I agree with Geezer....re-direct your fear and use it to your advantage!


----------



## Yoshiyahu (Feb 23, 2009)

How do you re-direct your fear.




qwksilver61 said:


> I agree with Geezer....re-direct your fear and use it to your advantage!


----------



## geezer (Feb 23, 2009)

Yoshiyahu said:


> How do you re-direct your fear.



Short answer: Get really, really pissed!




In other words, if you are caught up in the so-called "fight or flight" syndrome, _and you can't run_, you can either collapse on the ground shaking and soil your pants, or you can _get really angry_. If you know that the only escape is right through your opponent, that might help. If he's bigger and stronger, I guess you have to cultivate a berzerker's attitude of, "I'm already as good as dead but at least I'll take this bloody bugger with me!" 

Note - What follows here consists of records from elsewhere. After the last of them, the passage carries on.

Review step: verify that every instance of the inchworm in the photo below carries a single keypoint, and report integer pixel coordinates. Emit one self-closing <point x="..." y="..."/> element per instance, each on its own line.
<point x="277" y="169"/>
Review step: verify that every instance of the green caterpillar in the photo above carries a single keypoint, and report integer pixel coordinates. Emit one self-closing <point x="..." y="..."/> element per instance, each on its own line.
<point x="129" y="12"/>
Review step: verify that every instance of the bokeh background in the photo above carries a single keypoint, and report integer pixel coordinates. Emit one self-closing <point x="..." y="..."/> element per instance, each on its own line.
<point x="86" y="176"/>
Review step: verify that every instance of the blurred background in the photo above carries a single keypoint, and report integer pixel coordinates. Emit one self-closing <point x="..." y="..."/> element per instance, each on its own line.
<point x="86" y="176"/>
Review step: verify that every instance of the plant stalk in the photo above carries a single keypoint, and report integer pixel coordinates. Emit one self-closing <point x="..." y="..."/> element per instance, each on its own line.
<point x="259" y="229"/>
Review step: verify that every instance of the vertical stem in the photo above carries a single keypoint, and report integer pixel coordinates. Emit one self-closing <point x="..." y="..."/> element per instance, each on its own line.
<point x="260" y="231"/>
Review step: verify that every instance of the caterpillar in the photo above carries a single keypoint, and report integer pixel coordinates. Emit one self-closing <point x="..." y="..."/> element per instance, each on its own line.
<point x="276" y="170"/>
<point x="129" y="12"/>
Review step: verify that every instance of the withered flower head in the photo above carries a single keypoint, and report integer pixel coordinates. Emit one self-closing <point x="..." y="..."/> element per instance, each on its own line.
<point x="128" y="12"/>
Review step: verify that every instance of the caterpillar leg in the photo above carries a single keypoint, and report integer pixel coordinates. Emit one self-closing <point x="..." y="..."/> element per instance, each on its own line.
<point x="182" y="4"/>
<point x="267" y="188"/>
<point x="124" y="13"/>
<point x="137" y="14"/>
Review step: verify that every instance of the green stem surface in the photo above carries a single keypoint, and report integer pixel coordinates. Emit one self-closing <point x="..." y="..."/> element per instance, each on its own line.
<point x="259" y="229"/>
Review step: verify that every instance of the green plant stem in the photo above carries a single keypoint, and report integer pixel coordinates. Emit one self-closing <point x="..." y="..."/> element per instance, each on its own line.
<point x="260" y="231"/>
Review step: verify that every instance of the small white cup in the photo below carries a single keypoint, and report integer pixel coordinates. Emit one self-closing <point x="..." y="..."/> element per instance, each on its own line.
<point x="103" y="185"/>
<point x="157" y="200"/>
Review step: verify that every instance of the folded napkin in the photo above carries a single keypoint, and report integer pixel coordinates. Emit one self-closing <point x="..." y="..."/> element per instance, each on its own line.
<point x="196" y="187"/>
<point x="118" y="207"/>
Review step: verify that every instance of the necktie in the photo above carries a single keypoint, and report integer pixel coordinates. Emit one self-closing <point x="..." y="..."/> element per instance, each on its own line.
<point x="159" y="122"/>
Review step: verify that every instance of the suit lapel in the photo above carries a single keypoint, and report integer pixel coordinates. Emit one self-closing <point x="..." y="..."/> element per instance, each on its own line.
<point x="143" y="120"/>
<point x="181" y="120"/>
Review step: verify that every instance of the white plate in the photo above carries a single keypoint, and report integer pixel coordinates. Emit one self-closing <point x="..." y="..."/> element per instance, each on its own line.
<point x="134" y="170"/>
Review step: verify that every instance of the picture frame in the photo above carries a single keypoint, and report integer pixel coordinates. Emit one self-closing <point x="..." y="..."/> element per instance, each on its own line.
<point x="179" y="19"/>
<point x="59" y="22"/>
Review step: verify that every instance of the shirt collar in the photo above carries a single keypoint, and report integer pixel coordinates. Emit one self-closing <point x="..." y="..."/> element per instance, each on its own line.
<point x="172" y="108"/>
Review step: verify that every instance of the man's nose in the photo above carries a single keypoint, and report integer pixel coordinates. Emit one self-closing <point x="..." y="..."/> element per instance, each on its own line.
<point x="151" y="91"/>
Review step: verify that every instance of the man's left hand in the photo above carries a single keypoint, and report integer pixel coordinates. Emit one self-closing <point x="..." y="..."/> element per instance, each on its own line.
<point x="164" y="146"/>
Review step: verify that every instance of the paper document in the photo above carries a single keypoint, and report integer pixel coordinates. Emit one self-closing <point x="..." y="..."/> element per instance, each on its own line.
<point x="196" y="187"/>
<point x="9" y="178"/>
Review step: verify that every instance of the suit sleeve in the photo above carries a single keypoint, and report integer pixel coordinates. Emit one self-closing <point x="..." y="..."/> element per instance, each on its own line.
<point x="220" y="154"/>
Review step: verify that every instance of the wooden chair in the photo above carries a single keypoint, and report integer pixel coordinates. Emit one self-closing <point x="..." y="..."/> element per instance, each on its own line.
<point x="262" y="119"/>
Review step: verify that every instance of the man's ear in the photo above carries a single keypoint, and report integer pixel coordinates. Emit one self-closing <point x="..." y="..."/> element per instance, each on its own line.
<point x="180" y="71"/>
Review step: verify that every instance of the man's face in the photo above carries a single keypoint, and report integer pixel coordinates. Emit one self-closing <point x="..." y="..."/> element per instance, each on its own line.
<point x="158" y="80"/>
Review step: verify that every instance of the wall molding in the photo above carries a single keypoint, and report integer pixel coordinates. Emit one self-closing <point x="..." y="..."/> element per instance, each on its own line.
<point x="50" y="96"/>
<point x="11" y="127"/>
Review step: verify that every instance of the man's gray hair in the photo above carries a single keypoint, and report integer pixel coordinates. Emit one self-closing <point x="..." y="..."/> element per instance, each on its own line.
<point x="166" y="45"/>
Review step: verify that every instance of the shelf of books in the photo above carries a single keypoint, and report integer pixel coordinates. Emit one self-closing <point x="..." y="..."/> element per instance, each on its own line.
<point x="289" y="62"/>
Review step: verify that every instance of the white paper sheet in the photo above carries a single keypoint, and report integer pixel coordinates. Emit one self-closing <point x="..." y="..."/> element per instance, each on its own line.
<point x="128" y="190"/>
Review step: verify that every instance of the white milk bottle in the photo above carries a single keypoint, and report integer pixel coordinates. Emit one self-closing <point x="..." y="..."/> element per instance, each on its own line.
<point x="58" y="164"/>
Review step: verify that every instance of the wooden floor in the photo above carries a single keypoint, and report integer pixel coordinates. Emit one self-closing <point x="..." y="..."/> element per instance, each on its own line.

In my limited experience, that's a hard state of mind to sustain, so I guess you've got about one short chance to take the dude out, then you're dog meat. So whatever you do, try to leave your mark! 

Other opinions?


----------



## Yoshiyahu (Feb 23, 2009)

Ha Ha...very good answer?




geezer said:


> Short answer: Get really, really pissed!
> 
> 
> 
> ...


----------



## mook jong man (Feb 23, 2009)

I remember reading something by Tony Blauer of panic attack fame. He said that fear is *F*alse *E*vidence *A*ppearing *R*eal . Meaning that it is all in your head . I used to get really bad when something was about to kick off , one leg would start to shake , the trembleing voice , lump in the throat , tunnel vision , the whole lot .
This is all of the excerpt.